Wednesday, March 2, 2011

Conservative Social Engineering

George Will launches a magnificently mad rant against high-speed rail:
. . . the real reason for progressives’ passion for trains is their goal of diminishing Americans’ individualism in order to make them more amenable to collectivism.

To progressives, the best thing about railroads is that people riding them are not in automobiles, which are subversive of the deference on which progressivism depends. Automobiles go hither and yon, wherever and whenever the driver desires, without timetables. Automobiles encourage people to think they—unsupervised, untutored, and unscripted—are masters of their fates. The automobile encourages people in delusions of adequacy, which make them resistant to government by experts who know what choices people should make.

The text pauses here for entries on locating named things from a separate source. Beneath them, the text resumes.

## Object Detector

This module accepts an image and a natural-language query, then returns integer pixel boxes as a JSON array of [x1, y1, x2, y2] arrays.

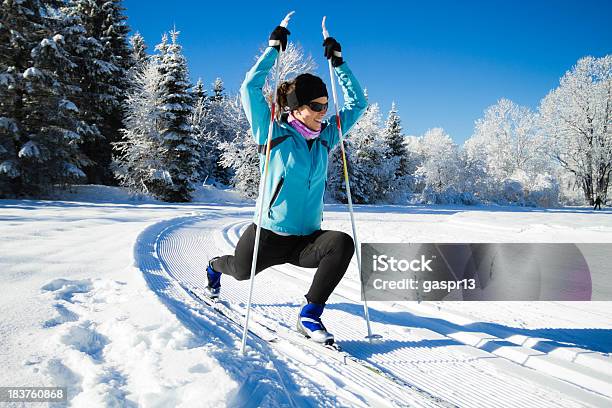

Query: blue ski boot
[[297, 303, 334, 345], [204, 257, 221, 299]]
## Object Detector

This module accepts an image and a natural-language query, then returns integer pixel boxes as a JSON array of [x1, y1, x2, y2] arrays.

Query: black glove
[[268, 26, 291, 51], [323, 37, 344, 67]]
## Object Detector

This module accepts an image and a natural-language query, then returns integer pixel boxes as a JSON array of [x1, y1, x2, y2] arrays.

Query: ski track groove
[[148, 217, 608, 407], [158, 217, 438, 405]]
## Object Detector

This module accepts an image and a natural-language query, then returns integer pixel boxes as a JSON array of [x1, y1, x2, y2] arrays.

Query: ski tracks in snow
[[139, 216, 610, 407]]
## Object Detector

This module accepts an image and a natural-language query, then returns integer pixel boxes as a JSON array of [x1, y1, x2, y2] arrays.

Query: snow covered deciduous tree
[[540, 55, 612, 205], [462, 99, 557, 205]]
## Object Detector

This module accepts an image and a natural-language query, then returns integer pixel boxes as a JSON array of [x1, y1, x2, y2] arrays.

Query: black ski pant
[[212, 223, 355, 304]]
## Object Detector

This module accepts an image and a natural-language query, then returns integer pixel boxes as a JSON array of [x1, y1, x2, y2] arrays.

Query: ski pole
[[321, 16, 382, 342], [240, 11, 295, 355]]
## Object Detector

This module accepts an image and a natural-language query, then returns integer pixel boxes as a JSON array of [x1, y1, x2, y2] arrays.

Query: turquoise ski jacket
[[240, 47, 367, 235]]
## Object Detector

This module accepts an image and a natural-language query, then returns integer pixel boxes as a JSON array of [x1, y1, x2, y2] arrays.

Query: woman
[[206, 26, 367, 344]]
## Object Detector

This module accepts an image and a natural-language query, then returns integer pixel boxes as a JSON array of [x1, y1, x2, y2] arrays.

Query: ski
[[179, 283, 457, 408]]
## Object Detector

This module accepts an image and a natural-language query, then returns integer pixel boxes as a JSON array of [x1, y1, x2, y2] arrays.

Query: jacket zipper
[[268, 176, 285, 218]]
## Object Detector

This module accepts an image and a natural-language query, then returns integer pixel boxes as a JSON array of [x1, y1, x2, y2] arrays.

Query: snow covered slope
[[0, 187, 612, 407]]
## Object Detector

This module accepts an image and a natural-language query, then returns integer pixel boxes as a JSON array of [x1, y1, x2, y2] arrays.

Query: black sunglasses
[[308, 102, 327, 112]]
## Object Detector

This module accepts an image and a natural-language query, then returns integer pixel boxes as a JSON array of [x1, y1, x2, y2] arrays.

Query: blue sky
[[124, 0, 612, 143]]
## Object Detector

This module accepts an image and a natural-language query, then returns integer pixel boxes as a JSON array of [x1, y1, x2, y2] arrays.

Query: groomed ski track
[[134, 212, 612, 407]]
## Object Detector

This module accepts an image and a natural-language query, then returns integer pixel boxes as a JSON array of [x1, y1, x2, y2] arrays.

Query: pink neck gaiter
[[287, 112, 321, 140]]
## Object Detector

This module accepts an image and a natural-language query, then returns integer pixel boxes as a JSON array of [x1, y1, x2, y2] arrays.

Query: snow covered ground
[[0, 186, 612, 407]]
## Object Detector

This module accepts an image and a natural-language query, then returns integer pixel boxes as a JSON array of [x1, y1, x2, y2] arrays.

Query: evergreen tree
[[66, 0, 131, 184], [384, 102, 412, 202], [0, 1, 88, 195], [130, 32, 149, 70], [0, 0, 45, 197], [212, 78, 225, 102], [154, 30, 199, 202], [113, 59, 172, 198]]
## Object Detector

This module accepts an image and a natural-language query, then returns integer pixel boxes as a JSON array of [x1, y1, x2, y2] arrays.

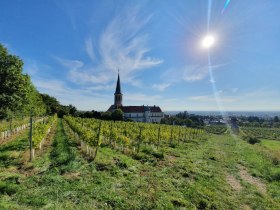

This tirade explains much of the conservative anti-freedom agenda. Why do the supposed friends of liberty support zoning rules that require large house lots, minimum numbers of parking spaces at all businesses, wide streets, and the other impedimenta of modern suburbs? Why does the pro-business party fight the right of businessmen to build apartment buildings and even townhouses? Will lets out their secret: they are engaged in a vast project of social engineering, designed to turn all Americans into Republicans. If people drive everywhere and live on such big lots that they never have to see their neighbors, they will fall for the illusion that they "stand on their own two feet." They will come to feel that they need no help from the government or anyone else, that all regulations are intrusions into their god-given freedom, and that all the buying power represented by their paychecks is "their money" that nobody should take away.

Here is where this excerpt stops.